In 1946, the old passenger terminal opened, which took two years to build. In 1948 a runway was built, which was completed and fully tarmacked in 1957.

In 1963, improvements to the airport were made. This included new parking spaces, enlargement of the terminal and the provision of a visual approach slope indicator system. In 1964, a transmission station was built. In 1966 a new control tower was completed, replacing the old control tower that was constructed in 1946.  In 1970, work began on the current passenger terminal which opened in March 1973. During this time, a second runway was being built and this was completed in 1980. 

On 18 February 1988, Binter Canarias announced that the airline's main base was to be established at Gran Canaria. The base opened on 26 March 1989. In October 1991, the terminal was enlarged with improved facilities so it could handle more passengers.

In December 2010, low-cost carrier Ryanair announced the opening of 3 new bases on the Canary Islands.  In addition to Gran Canaria these include Lanzarote and Tenerife South. Ryanair presently operates 30 routes from Gran Canaria. The airport was an official alternative (emergency) landing site for the NASA Space Shuttle, before the ending of the Space Shuttle programme in July 2011.

As of 2011, there was a programme to expand the airport, extending the terminal and creating a new runway. In 2015 this major renovation of Gran Canaria airport was completed. Among the improvements was increasing the number of baggage belts, 16 to 24, check-in counters from 96 to 132 and gates, up to 40. The new terminal area is now fully active, doubling the previous area. There is also a plan for the building of a new runway for the airport.

Terminal

The airport has one terminal which opened in March 1973. It was extended in October 1991 to increase passenger traffic. Despite being a building of historical interest, in 2013 the original passenger terminal building, opened in 1946, was demolished to make way for a further extension which opened in 2014.  Although dramatically expanded over the years the airport remains a single terminal airport.

There are four check-in areas. Check-in Area 1 (desks 101 to 118) is in the newest part of the airport (which opened on 16 July 2014) and serves almost exclusively flights operated by CanaryFly, Air Europa and Binter Canarias (mainly inter-island flights between the Canary Islands or to Morocco).  At times of very high demand, check-in Area 1 may provide overflow capacity for Areas 2, 3 and 4.  Check-in Area 2 (desks 201 to 234) is located in the first part of the "new" airport which opened in 1973. This area was completely refurbished in 2014 and is normally used for flights handled by Iberia plus some of those handled by Ground Force (Globalia Handling). Check-in Area 3 (desks 301 to 352) is in the second part of the "new" airport which originally opened in 1991 and is used for flights handled by Ground Force. Airline Norwegian Air Shuttle have dedicated check-in desks and self-check-in podiums located at the southern end of Area 3.  Check-in Area 4 (desks 401 to 406) is located downstairs between the police station and the main car rental offices (Hertz, Europcar, CICAR, TopCar, Gold Car and Avis Rent a Car System) and is used exclusively by Ryanair.
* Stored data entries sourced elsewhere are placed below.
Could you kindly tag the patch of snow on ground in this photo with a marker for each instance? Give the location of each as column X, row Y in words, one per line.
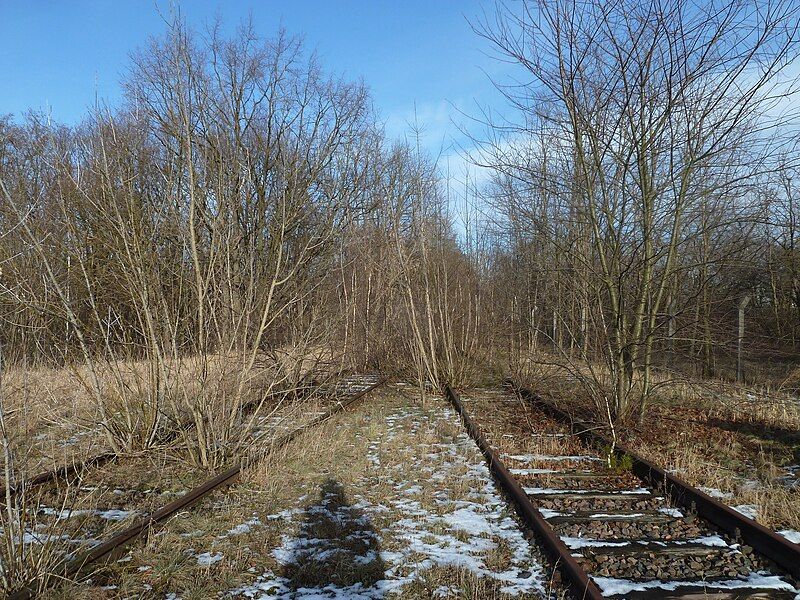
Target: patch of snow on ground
column 207, row 558
column 459, row 533
column 612, row 587
column 791, row 535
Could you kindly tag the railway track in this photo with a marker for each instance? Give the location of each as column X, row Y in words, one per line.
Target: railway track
column 274, row 432
column 621, row 528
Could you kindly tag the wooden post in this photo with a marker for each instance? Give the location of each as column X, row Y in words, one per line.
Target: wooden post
column 742, row 305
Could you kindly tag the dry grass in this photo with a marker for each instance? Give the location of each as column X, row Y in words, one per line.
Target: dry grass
column 328, row 464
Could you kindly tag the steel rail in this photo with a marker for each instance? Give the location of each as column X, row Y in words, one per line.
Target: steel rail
column 228, row 477
column 583, row 586
column 765, row 541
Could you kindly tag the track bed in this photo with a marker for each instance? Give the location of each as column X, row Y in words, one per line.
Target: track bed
column 627, row 536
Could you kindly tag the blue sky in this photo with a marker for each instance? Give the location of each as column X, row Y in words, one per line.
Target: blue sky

There are two security filters where passengers pass from the general public areas into the departures area. At these security filters passengers and their hand luggage is scanned to ensure no prohibited items pass. The main security filter is located between Check-in Areas 2 and 3. There is a second filter located in Check-in Area 1 which is intended to serve exclusively passengers of inter-island flights.

The terminal departures area is split into four zones (A, B, C, and D). Zone A is for flights to the other Canary Islands, Zones B and C are for European Union (including Spain), Switzerland, Iceland, and Scandinavian flights and Zone D is for other international flights. The gates in Zone A are at ground floor level at the northern end of the terminal. Other gates are on the first floor (the same level as the security filters into departures) those in Zone D featuring additional security to allow for the screening of international passengers.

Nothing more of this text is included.